2018: 2018 was a year to revisit previous sections in the SW quadrant, not quite completely restored by the BCRF in 2016-2017 or by earlier restoration projects on the cemetery. This year an initial foray into the eastern grassy sections also revealed that beneath decades of detritus, one stone after another, row upon row, could be reclaimed for the historic record by gently engaging mechanized equipment. Over 400 stones were reset on Bagnowka Jewish Cemetery this year.
2019: Over 400 stones were reset on Bagnowka Jewish Cemetery in Bialystok, Poland, with work undertaken in 25 of the 98 sections that hold burials. In some sections, just a few stones needed tending; other sections were virtually untouched since suffering devastation during and post-World War II. Of the 400 stones reset, 280 held new vital details now returned to the historical record.Report: Białystok Jewish Cemetery Restoration Project, 2019 – Jewish Heritage Europe (jewish-heritage-europe.eu)
2020-2021: The COVID-19 Pandemic necessitated the rescheduling of restoration work until 2022.
2022: The ongoing COVID-19 pandemic along with the war in Ukraine prompted the board of the Białystok Cemetery Restoration Project to reconfigure its Summer 2022 restoration plans for Bagnowka Jewish Cemetery in Białystok, Poland. This was the first field session of the BCRP since before the pandemic. Typically, the BCRP would be joined by a contingent of American, German, Israeli, and Białystok volunteers. This year’s efforts, however, focused on meeting with local conservators and trades people to assess and coordinate the restoration and repair of a variety of cemetery structures, initiating the first formal restoration workshop for local volunteers, and conducting a test of a mound on an unused area of Bagnowka Cemetery.
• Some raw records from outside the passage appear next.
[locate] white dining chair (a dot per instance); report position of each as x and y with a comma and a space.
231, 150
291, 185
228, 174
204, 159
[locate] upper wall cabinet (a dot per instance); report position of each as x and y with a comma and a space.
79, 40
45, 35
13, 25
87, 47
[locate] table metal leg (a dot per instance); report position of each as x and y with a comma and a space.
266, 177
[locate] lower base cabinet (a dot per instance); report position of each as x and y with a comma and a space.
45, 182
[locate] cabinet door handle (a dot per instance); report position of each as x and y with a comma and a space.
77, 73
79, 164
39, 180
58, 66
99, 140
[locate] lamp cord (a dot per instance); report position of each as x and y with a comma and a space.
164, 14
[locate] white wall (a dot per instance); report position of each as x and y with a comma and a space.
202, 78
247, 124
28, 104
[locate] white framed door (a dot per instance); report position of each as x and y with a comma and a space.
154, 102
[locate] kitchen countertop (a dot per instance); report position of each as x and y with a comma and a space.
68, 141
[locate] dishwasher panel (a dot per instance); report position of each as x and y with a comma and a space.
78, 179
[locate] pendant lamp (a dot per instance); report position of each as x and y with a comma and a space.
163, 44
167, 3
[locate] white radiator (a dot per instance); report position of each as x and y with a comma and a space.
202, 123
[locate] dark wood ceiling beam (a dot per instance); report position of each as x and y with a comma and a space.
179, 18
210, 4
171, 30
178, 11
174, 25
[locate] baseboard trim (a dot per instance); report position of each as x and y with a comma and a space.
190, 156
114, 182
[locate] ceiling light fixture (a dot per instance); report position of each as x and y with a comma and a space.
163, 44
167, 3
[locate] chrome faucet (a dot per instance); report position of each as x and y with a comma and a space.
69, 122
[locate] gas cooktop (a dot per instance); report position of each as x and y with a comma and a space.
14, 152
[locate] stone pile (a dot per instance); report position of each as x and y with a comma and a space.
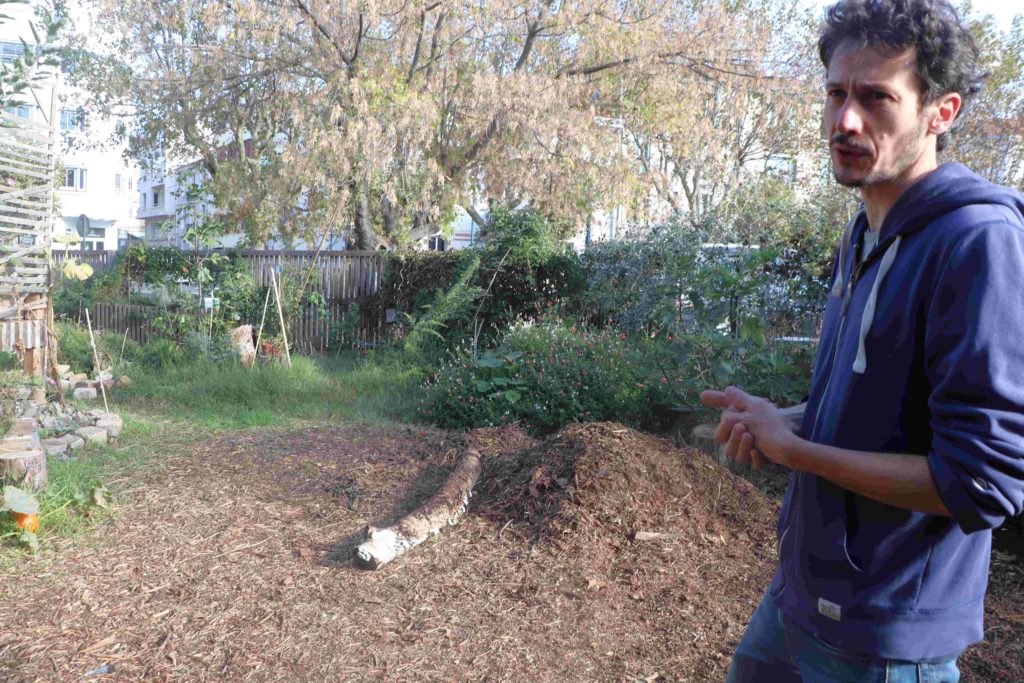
58, 429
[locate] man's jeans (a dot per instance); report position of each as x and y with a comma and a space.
776, 650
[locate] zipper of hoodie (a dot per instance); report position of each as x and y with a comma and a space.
847, 296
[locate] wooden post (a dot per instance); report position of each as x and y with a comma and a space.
262, 319
281, 315
95, 358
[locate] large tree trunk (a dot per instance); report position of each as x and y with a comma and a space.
365, 238
389, 212
443, 508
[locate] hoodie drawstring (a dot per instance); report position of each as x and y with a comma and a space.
844, 248
860, 363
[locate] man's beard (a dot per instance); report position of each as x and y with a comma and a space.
909, 148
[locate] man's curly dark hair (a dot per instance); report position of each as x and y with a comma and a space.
947, 54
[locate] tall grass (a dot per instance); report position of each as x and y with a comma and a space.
225, 395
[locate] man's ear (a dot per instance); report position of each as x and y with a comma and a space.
944, 112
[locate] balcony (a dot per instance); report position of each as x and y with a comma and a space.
159, 211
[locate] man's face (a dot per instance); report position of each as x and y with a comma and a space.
877, 127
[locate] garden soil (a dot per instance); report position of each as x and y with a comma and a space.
598, 554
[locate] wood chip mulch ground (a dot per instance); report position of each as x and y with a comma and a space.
599, 554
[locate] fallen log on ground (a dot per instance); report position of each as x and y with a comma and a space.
442, 509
According to local lore and history, in the 1960s, the Communist Party Headquarters was built just opposite the Rabbinic Cemetery at the center of Bialystok. Debris from this construction as well as debris from the ruined structures of surrounding streets was dumped on the Rabbinic Cemetery, creating an artificial mound which was transformed into the current Central Park.
Amidst this construction, for some reason, a portion of the Rabbinic Cemetery had first been cleared. Matzevoth and human remains were loaded into wagons and transferred to the edge of town to be dumped on the unused land of Bagnowka. In the 1970s – early 1980s, housing was also built on this unused land, the peculiar U-shaped street, leading to these homes, held within its curve the mound with an adjoining plain. The BCRF was granted permission by the Chief Rabbi of Poland and the City of Bialystok to extract the matzevoth from this mound. The mound held 122 boulder-style matzevot and one granite stele, ranging in date from 1809 to 1852.
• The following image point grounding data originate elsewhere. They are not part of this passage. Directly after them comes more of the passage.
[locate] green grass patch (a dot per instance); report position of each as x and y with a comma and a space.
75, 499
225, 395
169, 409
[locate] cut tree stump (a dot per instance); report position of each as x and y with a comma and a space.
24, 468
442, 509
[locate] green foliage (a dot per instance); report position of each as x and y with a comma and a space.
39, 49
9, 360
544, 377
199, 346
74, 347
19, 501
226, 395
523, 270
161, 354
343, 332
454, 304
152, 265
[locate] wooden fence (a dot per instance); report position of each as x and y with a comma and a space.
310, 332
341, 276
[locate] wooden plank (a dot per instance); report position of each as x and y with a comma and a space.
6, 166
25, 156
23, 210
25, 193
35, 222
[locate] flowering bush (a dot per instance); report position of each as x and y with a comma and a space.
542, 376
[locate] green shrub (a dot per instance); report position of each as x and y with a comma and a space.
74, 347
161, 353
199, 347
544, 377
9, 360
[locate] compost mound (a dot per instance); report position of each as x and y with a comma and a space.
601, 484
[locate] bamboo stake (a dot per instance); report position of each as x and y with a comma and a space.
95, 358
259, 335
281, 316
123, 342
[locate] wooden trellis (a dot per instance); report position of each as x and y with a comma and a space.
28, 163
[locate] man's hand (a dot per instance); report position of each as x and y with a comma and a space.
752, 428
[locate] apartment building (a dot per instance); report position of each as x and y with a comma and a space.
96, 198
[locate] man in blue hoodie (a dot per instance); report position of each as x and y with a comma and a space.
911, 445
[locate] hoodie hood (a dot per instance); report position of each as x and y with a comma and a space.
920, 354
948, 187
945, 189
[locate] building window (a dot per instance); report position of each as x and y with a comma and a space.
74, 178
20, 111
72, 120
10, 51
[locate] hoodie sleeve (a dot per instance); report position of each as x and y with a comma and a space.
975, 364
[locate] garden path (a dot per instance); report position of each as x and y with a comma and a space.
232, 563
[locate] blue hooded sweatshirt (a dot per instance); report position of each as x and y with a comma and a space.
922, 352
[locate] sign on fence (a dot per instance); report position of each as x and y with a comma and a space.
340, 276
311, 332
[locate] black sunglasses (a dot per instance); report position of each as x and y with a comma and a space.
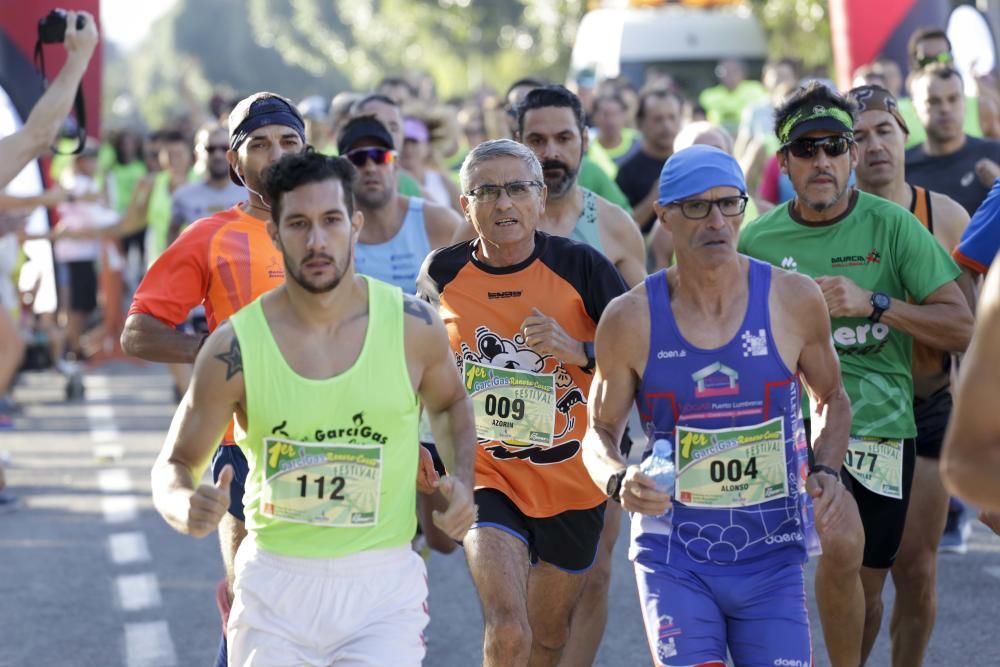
808, 148
360, 156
At the conclusion of this season’s work, nearly 70 tombstones had been reset on Bagnowka, bringing the total since 2016 (excluding non-work 2020-2021 during the pandemic) to 1478; 123 stones had been rescued from the mound; and more than a dozen meetings with conservators and local tradespeople had been held, regarding design concepts for five projects underway, including pending fencing and gate estimates, as well as City of Bialystok commitments.
2023: Plans for Summercamp 2023 are underway, scheduled for August 3-15, 2023.